ON THE SALE OF MY FARM

Well-away and be it so,
To the stranger let them go.
Even cheerfully I yield
Pasture, orchard, mowing-field,
Yea and wish him all the gain
I required of them in vain.
Yea and I can yield him house,
Barn, and shed, with rat and mouse
To dispute possession of.
These I can unlearn to love.
Since I cannot help it? Good!
Only be it understood,
It shall be no trespassing
If I come again some spring
In the grey disguise of years,
Seeking ache of memory here.

"On the Sale of My Farm" by Robert Frost
from Collected Poems, Prose, & Plays.
© The Library of America, 1995. 


Image by Katy Elliot

A PRAYER IN SPRING

Oh, give us pleasure in the flowers today;
And give us not to think so far away
As the uncertain harvest; keep us here
All simply in the springing of the year.

Oh, give us pleasure in the orchard white,
Like nothing else by day, like ghosts by night;
And make us happy in the happy bees,
The swarm dilating round the perfect trees.

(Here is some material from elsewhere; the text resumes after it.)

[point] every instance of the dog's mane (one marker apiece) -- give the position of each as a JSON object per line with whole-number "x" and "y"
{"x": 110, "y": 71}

And make us happy in the darting bird
That suddenly above the bees is heard,
The meteor that thrusts in with needle bill,
And off a blossom in mid air stands still.

For this is love and nothing else is love,
The which it is reserved for God above
To sanctify to what far ends He will,
But which it only needs that we fulfill.

"A Prayer in Spring" by Robert Frost
from Collected Poems, Prose, & Plays.
© The Library of America, 1995.

“I kept farm, so to speak for nearly ten years,” Frost wrote a friend. “I can see now that I went away to save myself and fix myself before I measured my strength against all creation.”